In the episode to which you refer, Captain Janeway initially refuses to allow him to train for bridge officer status for the very reason I posted. She does later relent and allow him to train, but that is clearly an exception to the general rule, made partly because the Doctor is sentient.
On TNG, there is an episode in which (I’m kinda fuzzy on the details) the crew is tempted to turn control of the ship over to the computer, and despite the chance that they might be destroyed, Picard does not permit it.
And before you bring up Data, I am well aware that he was a bridge officer and on many occasions made tactical decisions. He, as second officer, was in charge during night shifts and during crisis situations. He is also the only sentient android in Starfleet, so he is not an exception to the rule.
Star Trek geek: One who posts to message boards at 3:00 a.m.
True. I think the original idea was to build a central reactor (for power generation) and slap a hologenerator onto it, then have the rest of the ship around it composed entirely of holographic material.
I wasn’t going to bring up Data. Keep in mind that the original question wasn’t about whether or not they can, but whether or not they would.
Yup. Although I think the weapons arrays would need to be ‘real’ items as well. ALbeit supported by Holographic structures.
I based this on a rerun of Voyager I just watched where there were rebellious holograms running around hunting another species. They had only a generator to keep them up[ and running.
I don’t think the rather clumsy writers of Voyager realized what a can of worms they opened up with this little plot twist.

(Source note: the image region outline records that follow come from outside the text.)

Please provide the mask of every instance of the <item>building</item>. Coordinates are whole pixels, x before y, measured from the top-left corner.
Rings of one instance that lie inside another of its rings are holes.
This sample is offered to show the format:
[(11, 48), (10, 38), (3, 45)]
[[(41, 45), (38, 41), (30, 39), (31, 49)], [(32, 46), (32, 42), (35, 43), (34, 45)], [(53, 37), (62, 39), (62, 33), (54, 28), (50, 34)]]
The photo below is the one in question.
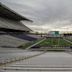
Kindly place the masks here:
[(0, 47), (18, 47), (35, 39), (27, 35), (31, 29), (21, 20), (32, 22), (0, 3)]

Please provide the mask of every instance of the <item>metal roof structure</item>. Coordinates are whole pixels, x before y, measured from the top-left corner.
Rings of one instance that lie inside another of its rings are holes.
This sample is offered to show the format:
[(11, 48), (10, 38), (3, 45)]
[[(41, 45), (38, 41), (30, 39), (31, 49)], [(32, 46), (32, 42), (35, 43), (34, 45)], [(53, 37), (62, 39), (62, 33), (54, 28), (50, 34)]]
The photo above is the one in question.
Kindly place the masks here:
[(20, 31), (31, 31), (30, 28), (25, 26), (19, 21), (12, 21), (9, 19), (4, 19), (0, 17), (0, 28), (6, 28), (6, 29), (13, 29), (13, 30), (20, 30)]
[(0, 3), (0, 28), (1, 29), (6, 28), (6, 29), (14, 29), (20, 31), (32, 31), (30, 28), (22, 24), (20, 22), (21, 20), (32, 22), (31, 20), (17, 14), (15, 11), (9, 9), (8, 7)]
[(19, 15), (18, 13), (11, 10), (7, 6), (3, 5), (2, 3), (0, 3), (0, 17), (8, 18), (8, 19), (15, 20), (15, 21), (26, 20), (26, 21), (32, 22), (32, 20), (29, 20), (29, 19)]

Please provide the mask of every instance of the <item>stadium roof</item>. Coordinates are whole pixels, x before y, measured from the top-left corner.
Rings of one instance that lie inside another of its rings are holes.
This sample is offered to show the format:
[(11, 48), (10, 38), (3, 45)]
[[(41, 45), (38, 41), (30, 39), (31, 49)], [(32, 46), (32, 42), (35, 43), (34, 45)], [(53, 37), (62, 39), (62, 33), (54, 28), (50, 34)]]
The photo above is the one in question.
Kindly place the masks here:
[(0, 17), (0, 28), (6, 28), (6, 29), (13, 29), (13, 30), (20, 30), (20, 31), (32, 31), (30, 28), (25, 26), (19, 21), (12, 21), (9, 19), (4, 19)]
[(0, 3), (0, 17), (8, 18), (15, 21), (26, 20), (32, 22), (32, 20), (29, 20), (19, 15), (18, 13), (9, 9), (7, 6), (3, 5), (2, 3)]

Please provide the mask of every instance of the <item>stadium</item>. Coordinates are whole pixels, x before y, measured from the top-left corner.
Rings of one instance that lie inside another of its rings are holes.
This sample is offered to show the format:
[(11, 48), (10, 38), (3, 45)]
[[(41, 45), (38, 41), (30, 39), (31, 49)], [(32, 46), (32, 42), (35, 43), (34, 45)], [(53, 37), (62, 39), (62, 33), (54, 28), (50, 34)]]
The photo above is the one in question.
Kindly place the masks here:
[(33, 21), (0, 3), (2, 72), (72, 71), (72, 33), (34, 33), (21, 21)]

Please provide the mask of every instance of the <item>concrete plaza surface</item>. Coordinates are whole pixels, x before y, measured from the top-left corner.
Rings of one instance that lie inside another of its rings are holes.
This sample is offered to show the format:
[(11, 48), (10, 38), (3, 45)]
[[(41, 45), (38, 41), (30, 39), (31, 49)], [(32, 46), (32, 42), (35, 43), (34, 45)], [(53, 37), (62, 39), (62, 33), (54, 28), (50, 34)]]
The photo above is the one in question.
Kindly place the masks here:
[(72, 72), (72, 55), (67, 52), (47, 52), (3, 67), (3, 72)]

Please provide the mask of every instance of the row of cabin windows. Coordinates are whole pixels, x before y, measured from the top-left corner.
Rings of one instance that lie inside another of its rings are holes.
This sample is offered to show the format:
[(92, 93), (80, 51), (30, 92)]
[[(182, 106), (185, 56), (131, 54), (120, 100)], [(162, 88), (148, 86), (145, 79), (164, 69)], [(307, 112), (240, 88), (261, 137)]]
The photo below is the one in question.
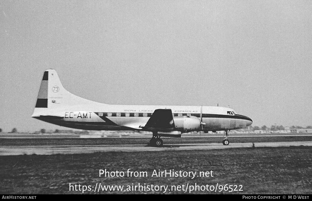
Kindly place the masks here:
[[(99, 112), (99, 116), (102, 117), (150, 117), (152, 113), (125, 113), (124, 112)], [(233, 111), (227, 111), (227, 114), (235, 115), (235, 113)], [(172, 113), (174, 117), (182, 117), (183, 116), (193, 116), (197, 117), (200, 117), (200, 115), (198, 114), (191, 114), (185, 113)], [(206, 117), (206, 114), (203, 114), (203, 117)]]
[[(124, 112), (99, 112), (99, 116), (100, 117), (150, 117), (152, 113), (125, 113)], [(191, 114), (187, 113), (175, 113), (172, 114), (173, 116), (182, 117), (183, 116), (194, 116), (197, 117), (200, 116), (199, 114)]]

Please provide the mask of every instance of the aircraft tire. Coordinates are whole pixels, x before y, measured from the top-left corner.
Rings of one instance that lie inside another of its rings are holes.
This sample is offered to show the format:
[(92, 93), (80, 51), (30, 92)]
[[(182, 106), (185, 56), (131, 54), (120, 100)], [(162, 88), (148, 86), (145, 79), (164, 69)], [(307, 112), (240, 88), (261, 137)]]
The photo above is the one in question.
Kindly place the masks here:
[(149, 144), (150, 146), (154, 146), (156, 144), (156, 139), (154, 138), (151, 139), (149, 141)]
[(160, 138), (158, 138), (155, 139), (154, 145), (156, 147), (160, 147), (163, 144), (163, 141)]
[(223, 141), (222, 141), (222, 143), (224, 145), (228, 145), (229, 144), (230, 144), (230, 141), (227, 139), (226, 139), (223, 140)]

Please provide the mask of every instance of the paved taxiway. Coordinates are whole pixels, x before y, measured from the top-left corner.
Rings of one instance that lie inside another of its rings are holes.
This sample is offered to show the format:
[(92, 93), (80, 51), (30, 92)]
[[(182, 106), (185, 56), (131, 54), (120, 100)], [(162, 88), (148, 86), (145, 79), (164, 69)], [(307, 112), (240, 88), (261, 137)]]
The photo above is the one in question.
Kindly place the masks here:
[[(287, 147), (291, 146), (312, 146), (312, 141), (255, 143), (255, 147)], [(160, 151), (208, 150), (233, 148), (251, 147), (252, 143), (232, 143), (224, 146), (220, 143), (165, 144), (161, 147), (148, 147), (145, 145), (75, 145), (55, 146), (3, 146), (0, 147), (0, 156), (22, 155), (24, 154), (49, 155), (57, 154), (90, 153), (110, 152), (131, 152)]]

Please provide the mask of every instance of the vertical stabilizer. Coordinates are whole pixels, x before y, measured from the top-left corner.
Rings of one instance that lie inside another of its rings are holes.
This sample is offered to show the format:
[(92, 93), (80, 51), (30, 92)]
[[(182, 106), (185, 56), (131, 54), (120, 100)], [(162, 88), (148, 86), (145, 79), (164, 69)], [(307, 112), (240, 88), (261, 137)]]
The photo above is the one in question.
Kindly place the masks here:
[(45, 111), (55, 111), (61, 107), (93, 103), (71, 93), (63, 87), (56, 71), (49, 69), (44, 72), (37, 99), (34, 114)]

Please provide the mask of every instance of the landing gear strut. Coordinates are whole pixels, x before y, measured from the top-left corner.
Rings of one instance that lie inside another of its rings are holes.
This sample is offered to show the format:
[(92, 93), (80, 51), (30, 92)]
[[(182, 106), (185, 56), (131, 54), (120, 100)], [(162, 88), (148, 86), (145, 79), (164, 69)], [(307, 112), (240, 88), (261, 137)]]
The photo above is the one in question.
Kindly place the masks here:
[(160, 136), (157, 131), (154, 131), (153, 132), (153, 137), (152, 139), (149, 141), (149, 145), (153, 147), (160, 147), (163, 144), (163, 140), (160, 139)]
[(229, 144), (230, 143), (230, 141), (227, 139), (227, 136), (228, 136), (228, 134), (227, 133), (227, 130), (226, 130), (225, 138), (223, 140), (223, 141), (222, 141), (222, 143), (223, 144), (223, 145), (229, 145)]

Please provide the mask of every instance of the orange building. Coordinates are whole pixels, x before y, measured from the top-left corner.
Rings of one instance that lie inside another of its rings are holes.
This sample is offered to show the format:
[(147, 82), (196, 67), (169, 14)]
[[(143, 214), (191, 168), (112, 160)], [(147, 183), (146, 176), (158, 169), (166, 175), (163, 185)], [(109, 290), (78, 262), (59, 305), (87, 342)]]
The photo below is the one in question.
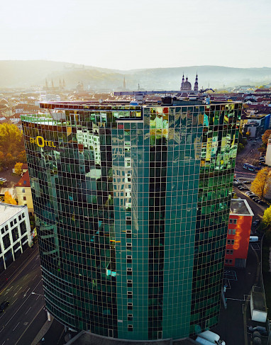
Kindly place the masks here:
[(231, 200), (225, 266), (245, 267), (253, 215), (246, 200)]

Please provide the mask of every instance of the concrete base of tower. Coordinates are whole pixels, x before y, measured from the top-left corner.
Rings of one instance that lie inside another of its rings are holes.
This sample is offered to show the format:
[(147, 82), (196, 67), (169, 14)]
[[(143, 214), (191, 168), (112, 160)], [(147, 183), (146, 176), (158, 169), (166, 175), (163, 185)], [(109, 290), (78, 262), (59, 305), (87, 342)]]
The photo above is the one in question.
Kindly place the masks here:
[(179, 340), (172, 339), (161, 340), (125, 340), (109, 338), (100, 335), (94, 334), (89, 332), (82, 331), (66, 345), (197, 345), (199, 343), (190, 338)]

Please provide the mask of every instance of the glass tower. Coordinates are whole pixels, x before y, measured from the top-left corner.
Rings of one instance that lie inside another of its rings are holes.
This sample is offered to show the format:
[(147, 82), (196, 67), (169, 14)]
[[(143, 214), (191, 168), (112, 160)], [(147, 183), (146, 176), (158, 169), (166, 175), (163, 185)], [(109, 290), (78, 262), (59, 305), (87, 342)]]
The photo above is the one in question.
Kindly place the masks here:
[(48, 311), (122, 339), (215, 325), (242, 104), (40, 107), (21, 118)]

In one of his ST novels (Dark Victory), William Shatner had a ship with an all-holographic crew. But there are some things to remember:
The novels are not canon. (For example, in filmed Trek, Captain Kirk is as dead as George Washington. In Shatner’s novels, he was revived.)
In spite of assistance from Judith and Garfield Reeves-Stevens, the novels are TERRIBLE. You’d be better off to take my word for it that there is a ship with an all-holographic crew in that novel.